The Surprising Origin of Modern Education

 

How did the system of modern education come about? A brief research of its history will prove startlingly illuminating.

The academic form of curricular education was originated by the pagan Greek philosopher Plato, 427-347 b.c. He was the founder of education of regular curriculum in a fixed place. He called it the academy.

At the beginning of the Christian era, pagan schools, on the Plato model, dotted the Roman Empire. No Christian schools existed.

Printing had not yet been invented. Textbooks had to be prepared, laboriously, entirely by hand, one at a time. All textbooks were pagan.

All leaders in the first five centuries of the Christian world were, of necessity, the pupils of this pagan education.

Then the barbaric invasion swept away these schools. Through these years the only education in the Western world was pagan. Pagan philosophies and religious beliefs and customs were instilled automatically into growing children. Observance of pagan holidays was a regular part of school life—as, surprising though it may seem, it continues to be today!

Education was instilled as a system of memory training. It was “spoon-fed,” literally funneled into immature and growing minds. Children were taught to accept without question, assume without proof, believe and memorize whatever was taught. This method, too, persists today. Children are not taught to think—but to take orders—be followers, not leaders. Few know why they believe the things they do. Through all those years, all literature in the Western world was pagan.

Beginning the sixth century, the only schools were the monastic schools, for the training of monks, and the cathedral schools, for the training of priests. These evolved into the universities of Salerno, Bologna, Reggio, Padua, Modena, Vercelli and others.

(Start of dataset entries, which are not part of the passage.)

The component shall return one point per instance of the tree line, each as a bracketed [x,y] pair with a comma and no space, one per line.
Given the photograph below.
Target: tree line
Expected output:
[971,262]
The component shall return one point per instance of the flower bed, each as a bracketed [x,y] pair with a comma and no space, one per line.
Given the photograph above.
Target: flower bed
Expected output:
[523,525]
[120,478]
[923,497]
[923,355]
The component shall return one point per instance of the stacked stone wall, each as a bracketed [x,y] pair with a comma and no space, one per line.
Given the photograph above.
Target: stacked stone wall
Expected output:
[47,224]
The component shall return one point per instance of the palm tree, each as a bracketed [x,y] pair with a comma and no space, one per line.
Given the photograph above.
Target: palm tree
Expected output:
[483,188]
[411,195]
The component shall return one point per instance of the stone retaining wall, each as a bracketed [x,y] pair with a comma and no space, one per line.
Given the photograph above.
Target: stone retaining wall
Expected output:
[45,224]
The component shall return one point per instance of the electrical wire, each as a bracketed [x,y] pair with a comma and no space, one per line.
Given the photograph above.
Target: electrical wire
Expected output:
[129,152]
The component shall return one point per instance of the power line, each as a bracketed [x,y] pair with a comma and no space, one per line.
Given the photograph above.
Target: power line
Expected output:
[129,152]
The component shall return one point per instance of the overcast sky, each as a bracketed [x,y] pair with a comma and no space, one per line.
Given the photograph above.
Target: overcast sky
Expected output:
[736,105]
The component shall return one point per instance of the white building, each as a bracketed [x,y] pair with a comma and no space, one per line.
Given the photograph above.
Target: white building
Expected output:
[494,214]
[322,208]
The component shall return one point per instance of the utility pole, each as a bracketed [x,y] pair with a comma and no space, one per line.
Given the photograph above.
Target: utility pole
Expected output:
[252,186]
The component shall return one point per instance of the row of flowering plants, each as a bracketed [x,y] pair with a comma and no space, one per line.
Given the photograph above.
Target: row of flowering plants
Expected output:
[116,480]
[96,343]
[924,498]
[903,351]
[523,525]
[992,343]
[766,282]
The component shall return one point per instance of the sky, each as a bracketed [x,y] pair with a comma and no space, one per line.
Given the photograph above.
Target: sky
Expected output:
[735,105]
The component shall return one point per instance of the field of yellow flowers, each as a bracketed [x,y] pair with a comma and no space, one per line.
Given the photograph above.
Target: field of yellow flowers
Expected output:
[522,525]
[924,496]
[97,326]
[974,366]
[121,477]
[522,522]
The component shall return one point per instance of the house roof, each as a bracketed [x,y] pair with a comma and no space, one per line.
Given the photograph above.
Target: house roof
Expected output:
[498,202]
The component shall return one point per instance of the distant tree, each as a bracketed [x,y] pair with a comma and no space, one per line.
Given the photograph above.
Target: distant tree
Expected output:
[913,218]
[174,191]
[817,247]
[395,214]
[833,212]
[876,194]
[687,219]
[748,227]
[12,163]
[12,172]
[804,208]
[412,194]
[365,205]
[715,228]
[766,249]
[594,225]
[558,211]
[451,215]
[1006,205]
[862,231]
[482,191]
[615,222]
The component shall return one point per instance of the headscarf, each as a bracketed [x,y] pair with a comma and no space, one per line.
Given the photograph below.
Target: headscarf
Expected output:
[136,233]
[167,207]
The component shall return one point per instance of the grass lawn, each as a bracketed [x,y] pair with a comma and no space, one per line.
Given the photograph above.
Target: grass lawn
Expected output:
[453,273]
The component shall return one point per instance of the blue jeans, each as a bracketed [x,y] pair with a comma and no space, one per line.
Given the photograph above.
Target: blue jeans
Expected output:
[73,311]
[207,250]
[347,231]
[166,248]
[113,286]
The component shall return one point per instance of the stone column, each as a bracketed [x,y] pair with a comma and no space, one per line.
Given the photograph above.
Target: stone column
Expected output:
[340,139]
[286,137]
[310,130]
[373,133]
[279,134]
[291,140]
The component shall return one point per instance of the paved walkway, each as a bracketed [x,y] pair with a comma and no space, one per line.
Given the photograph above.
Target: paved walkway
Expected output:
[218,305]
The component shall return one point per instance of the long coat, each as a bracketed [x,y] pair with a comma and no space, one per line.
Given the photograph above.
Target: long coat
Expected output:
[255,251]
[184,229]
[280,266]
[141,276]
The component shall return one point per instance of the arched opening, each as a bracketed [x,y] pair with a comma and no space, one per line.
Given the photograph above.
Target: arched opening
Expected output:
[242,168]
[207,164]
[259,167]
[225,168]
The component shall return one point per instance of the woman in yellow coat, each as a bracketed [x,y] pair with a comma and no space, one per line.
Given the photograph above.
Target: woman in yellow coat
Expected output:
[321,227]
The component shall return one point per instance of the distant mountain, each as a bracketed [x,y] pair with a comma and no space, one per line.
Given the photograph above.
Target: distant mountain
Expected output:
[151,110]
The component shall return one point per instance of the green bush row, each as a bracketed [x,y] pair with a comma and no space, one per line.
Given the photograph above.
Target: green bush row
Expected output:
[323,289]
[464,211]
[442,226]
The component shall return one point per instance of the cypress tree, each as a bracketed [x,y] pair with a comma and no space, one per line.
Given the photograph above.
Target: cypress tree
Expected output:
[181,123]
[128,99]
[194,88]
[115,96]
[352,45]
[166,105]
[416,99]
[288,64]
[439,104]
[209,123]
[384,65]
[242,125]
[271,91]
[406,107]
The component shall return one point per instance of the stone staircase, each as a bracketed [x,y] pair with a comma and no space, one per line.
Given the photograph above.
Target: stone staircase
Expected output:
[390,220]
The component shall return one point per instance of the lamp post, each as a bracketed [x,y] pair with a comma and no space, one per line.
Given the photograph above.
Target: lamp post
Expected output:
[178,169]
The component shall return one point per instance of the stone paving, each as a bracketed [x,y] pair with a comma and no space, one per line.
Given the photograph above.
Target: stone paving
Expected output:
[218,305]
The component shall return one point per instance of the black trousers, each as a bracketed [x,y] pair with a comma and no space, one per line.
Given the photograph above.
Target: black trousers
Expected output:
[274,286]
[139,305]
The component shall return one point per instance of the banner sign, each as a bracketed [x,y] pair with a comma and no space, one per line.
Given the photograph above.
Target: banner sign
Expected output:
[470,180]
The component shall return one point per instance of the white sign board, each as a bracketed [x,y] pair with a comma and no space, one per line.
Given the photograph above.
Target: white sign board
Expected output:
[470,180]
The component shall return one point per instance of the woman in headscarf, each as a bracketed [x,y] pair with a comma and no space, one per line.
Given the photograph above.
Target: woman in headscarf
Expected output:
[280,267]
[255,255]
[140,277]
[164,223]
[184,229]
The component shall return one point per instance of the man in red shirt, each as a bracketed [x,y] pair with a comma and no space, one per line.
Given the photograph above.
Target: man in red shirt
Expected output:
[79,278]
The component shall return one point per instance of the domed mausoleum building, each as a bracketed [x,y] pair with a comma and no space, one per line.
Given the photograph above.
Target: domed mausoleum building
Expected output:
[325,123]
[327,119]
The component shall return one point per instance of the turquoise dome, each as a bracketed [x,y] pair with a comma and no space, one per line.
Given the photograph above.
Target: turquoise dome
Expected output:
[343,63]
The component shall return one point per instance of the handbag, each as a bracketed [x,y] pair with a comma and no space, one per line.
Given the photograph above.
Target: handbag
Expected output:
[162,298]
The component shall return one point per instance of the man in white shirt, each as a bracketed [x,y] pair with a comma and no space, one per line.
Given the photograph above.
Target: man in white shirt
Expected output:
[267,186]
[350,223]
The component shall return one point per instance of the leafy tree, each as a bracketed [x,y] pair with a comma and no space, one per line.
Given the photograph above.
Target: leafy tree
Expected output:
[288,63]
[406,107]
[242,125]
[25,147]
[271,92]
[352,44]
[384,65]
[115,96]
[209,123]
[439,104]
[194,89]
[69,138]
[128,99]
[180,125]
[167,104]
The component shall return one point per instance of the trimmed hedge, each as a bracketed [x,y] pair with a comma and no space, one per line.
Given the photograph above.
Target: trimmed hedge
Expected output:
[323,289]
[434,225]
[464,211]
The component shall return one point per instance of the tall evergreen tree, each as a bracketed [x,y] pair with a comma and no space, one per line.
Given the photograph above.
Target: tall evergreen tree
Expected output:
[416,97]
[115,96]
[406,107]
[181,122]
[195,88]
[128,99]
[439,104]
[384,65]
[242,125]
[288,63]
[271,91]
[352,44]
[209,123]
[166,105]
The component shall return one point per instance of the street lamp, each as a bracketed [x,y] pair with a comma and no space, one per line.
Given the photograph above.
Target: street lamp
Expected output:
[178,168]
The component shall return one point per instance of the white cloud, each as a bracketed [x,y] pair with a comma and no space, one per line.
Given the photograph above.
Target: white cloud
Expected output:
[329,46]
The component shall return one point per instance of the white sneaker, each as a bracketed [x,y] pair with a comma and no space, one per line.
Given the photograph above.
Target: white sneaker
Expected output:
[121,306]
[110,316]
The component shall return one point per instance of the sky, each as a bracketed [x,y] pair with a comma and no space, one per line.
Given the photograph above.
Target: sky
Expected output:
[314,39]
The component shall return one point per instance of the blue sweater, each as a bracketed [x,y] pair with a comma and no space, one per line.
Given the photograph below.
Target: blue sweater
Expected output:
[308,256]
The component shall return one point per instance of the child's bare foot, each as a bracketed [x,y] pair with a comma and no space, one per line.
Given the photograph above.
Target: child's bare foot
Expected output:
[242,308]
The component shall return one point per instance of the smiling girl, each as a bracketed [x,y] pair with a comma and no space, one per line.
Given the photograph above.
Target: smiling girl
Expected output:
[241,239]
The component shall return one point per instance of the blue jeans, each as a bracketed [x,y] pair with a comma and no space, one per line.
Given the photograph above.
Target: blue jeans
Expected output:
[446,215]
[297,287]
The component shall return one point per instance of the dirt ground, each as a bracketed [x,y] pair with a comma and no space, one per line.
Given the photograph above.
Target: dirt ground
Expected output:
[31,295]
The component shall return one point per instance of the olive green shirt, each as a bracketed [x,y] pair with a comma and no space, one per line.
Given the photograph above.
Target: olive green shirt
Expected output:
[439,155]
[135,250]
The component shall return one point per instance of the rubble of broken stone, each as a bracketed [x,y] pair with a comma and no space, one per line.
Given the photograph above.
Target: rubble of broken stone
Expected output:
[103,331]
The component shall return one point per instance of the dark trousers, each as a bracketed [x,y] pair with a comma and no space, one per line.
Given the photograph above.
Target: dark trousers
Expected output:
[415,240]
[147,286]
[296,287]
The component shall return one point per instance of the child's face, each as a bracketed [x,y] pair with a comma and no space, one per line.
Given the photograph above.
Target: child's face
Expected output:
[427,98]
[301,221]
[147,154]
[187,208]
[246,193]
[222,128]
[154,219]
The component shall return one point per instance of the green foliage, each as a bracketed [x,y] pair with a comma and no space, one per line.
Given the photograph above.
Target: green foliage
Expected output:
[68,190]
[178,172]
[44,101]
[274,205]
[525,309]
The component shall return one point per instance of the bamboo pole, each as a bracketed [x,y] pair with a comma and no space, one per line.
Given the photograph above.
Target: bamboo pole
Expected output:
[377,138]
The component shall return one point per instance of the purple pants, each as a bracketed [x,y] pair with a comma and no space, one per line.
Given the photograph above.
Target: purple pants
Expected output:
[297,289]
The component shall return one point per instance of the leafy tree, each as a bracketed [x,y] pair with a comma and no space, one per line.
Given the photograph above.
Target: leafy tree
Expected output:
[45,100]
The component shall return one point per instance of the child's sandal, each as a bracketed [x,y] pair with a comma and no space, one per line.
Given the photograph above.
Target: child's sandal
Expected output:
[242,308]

The first university of our modern pattern was the University of Paris, beginning in the 12th century.

English students, sent to the University of Paris, later (1167-68) founded Oxford University. Oxford alumni founded Cambridge. Graduates of these universities founded Harvard in 1636, William and Mary in 1693, Yale in 1701, and Princeton came later in 1746.

It was Thomas Jefferson who founded the first state university—the University of Virginia—in 1819. His motive was to divorce education from religion. This started the present materialistic trend in American education. There was great public protest at the time. His new state university was termed “shocking” and “irreligious.”

Two other factors added impetus to the materialistic drift. “Rationalism” spread its leaven through every phase of the educational structure.

And, in the present century, Big Business has made sizeable financial contributions, conditioned on

establishment of technical, scientific and professional courses to train needed personnel for these huge corporations. This has resulted in education becoming more and more a system of training young people in the art of earning a living, at the expense of teaching them how to live! They need to know both!

As institutions of higher learning continued through the 20th century, enrollments multiplied. Today we have virtual assembly-line educational production. The student loses his identity, becomes a virtual nonentity, blending into the uniform collectivism.

Prominent educators have voiced their alarm at this state of educational affairs. Many recognize the evils and the dangers—yet confess their utter helplessness to brake the drift or change the direction.

The Encyclopedia Britannica gives this definition of education: “Many definitions have been given of the word education, but underlying them all is the conception that it denotes an attempt on the part of the adult members of a human society to shape the development of the coming generation in accordance with its own ideals of life…. Education may be said to be the efforts made by the community to impose its culture upon the growing generation…. Schools and universities which are the ordinary channels through which adult culture reaches the young are naturally conservative and bound by tradition. They are slow to leave the old paths” (emphasis added).

In briefest summary: Education from earliest antiquity was a means of pagan religious instruction which became a vehicle for disseminating pagan culture, religious doctrines and customs under the Platonic curricular system. It evolved in our modern era into a system of instilling the teachings of what the author-philosopher Dr. C. E. Ayers terms “Science, the False Messiah,” or the “new religion” of rationalism and materialism, which, of course, masquerades under names and terminology other than “religion.”